Last year, the case of Bracken vs Billinghurst examined this issue. Mr Bracken and Ms Trickett entered into a contract with Mr Billinghurst for construction work on their property. The matter found its way to adjudication, not once but twice, on issues concerning the cost of additional work. Both adjudicators found in favour of Mr Bracken, and he was awarded a total of £43,984. Before commencing court action to enforce payment, Mr Bracken offered to settle at just £6000 – basically because he was fed up with the whole affair and life was just too short for this carry on. You might have thought that Mr Billinghurst, with enforcement proceedings for £43,984 looming, would have grabbed the offer and kissed Mr Bracken on both cheeks.

However, Mr Billinghurst was clearly a gambling man. He sent Mr Bracken a cheque for only £5000 "on the strict understanding that the sum is offered to you in full and final settlement". The letter stated that the settlement "will be deemed to have been accepted by you, and therefore contractually binding, if it is presented to your bank and cleared for payment". It was, indeed, presented and cleared. However, within the week, Mr Bracken withdrew his original offer and demanded £38,984, being the full amount awarded by the adjudications, less the £5000 cheque that he had cashed. Apparently, life appears even shorter when you are £38,984 down. They saw each other in court after all.

His Honour Judge Wilcox examined the earlier case of Stour Valley Buildings vs Stuart, where it was stated that "cashing a cheque is always strong evidence of acceptance [of a settlement offer], especially if it is not accompanied by immediate rejection". Nothing too surprising there. However, the case also emphasised that the court will consider whether the words and conduct of the creditor would cause the debtor, as a reasonable person, to believe the matter was final. It does not matter what the creditor had actually intended. It matters more what bystander Joe Bloggs would have made of it all.

In trying to dot all the i’s and cross all the t’s, the defendant had poked himself in the eye with his pencil

Judge Wilcox concluded that Mr Bracken could not pursue the balance. The finality of the offer would have been clear to Joe Bloggs, was probably clear to Mr Bracken and was certainly clear to Judge Wilcox. The fact that the offer had come via a third party (Mr Billinghurst's company) made no difference.
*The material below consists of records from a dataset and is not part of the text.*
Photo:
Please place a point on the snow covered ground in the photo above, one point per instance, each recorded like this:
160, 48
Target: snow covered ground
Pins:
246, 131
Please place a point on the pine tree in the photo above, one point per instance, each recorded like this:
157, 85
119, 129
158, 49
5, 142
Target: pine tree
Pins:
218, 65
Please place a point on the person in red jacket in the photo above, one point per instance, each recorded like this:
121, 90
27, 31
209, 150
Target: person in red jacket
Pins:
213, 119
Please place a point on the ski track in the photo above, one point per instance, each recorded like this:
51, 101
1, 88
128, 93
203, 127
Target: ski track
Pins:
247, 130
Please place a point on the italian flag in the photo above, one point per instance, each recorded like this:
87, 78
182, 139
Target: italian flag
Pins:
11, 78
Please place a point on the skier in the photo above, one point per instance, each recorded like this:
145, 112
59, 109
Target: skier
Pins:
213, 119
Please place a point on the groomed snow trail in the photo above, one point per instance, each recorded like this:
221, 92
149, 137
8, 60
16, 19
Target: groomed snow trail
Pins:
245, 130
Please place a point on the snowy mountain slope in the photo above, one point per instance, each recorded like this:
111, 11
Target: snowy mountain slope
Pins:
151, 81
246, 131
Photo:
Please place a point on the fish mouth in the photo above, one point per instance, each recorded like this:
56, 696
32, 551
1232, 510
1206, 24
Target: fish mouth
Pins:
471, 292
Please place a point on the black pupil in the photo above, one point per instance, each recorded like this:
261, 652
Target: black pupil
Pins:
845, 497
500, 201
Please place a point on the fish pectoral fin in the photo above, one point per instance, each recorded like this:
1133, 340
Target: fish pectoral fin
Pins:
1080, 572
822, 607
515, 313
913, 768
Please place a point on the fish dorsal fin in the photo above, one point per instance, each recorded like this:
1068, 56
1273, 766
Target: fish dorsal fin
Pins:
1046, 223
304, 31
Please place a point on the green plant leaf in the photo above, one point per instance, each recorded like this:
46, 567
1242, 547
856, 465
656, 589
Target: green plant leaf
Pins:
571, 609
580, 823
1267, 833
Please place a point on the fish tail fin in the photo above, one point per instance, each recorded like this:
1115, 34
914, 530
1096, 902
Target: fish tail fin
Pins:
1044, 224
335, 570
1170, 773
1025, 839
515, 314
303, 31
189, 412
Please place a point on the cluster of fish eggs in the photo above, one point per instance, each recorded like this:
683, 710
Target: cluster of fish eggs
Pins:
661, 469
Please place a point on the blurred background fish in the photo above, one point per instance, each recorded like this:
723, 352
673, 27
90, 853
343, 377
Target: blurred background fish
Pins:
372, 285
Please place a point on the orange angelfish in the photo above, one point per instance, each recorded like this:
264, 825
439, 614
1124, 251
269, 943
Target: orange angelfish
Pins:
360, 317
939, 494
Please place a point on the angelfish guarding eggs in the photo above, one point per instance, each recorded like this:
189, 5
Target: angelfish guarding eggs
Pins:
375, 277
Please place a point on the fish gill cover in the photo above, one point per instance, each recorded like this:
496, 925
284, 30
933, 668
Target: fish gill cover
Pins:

Note the words "strong evidence" in Stour Valley. They mean no more than that. Cashing the cheque is not conclusive as to finality. Indeed, in the case of Day vs McClea, the defendant requested that the claimant return to him a receipt confirming that the cheque was accepted in full and final settlement of the claim. The claimant cashed the cheque, did not return the receipt, and claimed the shortfall. The court confirmed he could do so. The defendant left that option open. In trying to dot all the i's and cross all the t's, he had poked himself in the eye with his pencil.